Le grotte di Sperlinga


Le Grotte di Sperlinga o Borgo Rupestre è una zona della città caratterizzata da numerose abitazioni rupestri, probabilmente risalenti a periodi preistorici. Abitate fino agli anni Sessanta, oggi sono in parte visitabili e adibite a piccoli musei locali, al cui interno sono esposti attrezzi contadini. Via Valle è un’altra parte del Paese assai suggestiva dove le costruzioni di recente realizzazione si mischiano alle grotte, formando un panorama davvero insolito.

La storia
Del piccolo borgo di Sperlinga si hanno poche notizie relativamente alla sua fondazione e al periodo antico.

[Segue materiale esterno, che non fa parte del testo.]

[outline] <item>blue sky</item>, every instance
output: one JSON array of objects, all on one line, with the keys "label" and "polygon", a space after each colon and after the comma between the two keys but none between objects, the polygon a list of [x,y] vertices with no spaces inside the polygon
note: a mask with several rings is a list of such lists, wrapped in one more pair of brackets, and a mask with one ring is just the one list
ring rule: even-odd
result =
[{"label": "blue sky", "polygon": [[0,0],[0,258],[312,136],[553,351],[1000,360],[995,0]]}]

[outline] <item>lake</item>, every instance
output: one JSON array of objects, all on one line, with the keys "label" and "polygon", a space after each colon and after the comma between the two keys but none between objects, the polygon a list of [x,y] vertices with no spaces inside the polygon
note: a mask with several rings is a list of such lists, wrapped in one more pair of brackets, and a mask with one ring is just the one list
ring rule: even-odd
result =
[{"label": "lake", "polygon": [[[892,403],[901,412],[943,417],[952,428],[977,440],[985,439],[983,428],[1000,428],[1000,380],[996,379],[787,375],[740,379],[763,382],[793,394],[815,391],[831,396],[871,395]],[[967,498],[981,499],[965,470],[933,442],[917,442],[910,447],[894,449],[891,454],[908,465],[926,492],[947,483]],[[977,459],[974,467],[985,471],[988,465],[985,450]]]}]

In epoca medievale il suo poderoso castello venne sfruttato dai Normanni quale fortezze strategica sulle rotte viarie che collegavano la Sicilia centrale verso il Mar Tirreno. Durante la Rivolta dei Vespri del 1282, la città divenne di fondamentale importanza per le sorti della Sicilia: la dinastia francese degli Angioini infatti, riuscì a trovare riparo dalle rivolte della popolazione siciliana soltanto nella fortezza di Sperlinga. Fu l’esercito di Piero d’Aragona, l’anno seguente, ad espugnare il castello rupestre. Nei secoli successivi, Sperlinga legò il suo nome alla potente famiglia dei Ventimiglia, che vendette nel 1597 il feudo ed il Castello a Giovanni Forti Natoli, primo principe di Sperlinga. Una curiosità è importante sapere: il dialetto di Sperlinga è famoso per aver mantenuto nel tempo gli influssi fonetici francesi, tanto da essere definito una parlata gallo-italica.


IL CASTELLO URSINO


Il Castello Ursino rappresenta l’edificio più imponente di Catania. Costruito per volontà di Federico II e più volte danneggiato e restaurato, era il bastione principale di un sistema difensivo voluto dal sovrano per difendere la parte orientale dell’isola. Il castello al tempo della sua edificazione sorgeva direttamente sul mare: l’eruzione del 1669 lambì l’edificio, riempiendo i fossati della sua colata lavica, e di fatto lo allontanò dalla costa. La sua pianta quadrangolare, le imponenti torri che si innalzano dai vertici e le massicce mura, lo rendono una delle più grandi costruzione dell’epoca normanna in Italia. Durante il corso dei secoli venne usato sia per guarnigione, sia per motivi politici e amministrativi. Mantenuto in eccellente stato, il Castello Ursino ospita il museo civico della città, in cui vengono sono esposti reperti archeologici di epoca classica, dipinti medievali e collezioni di armi e armature di diversi periodi storici.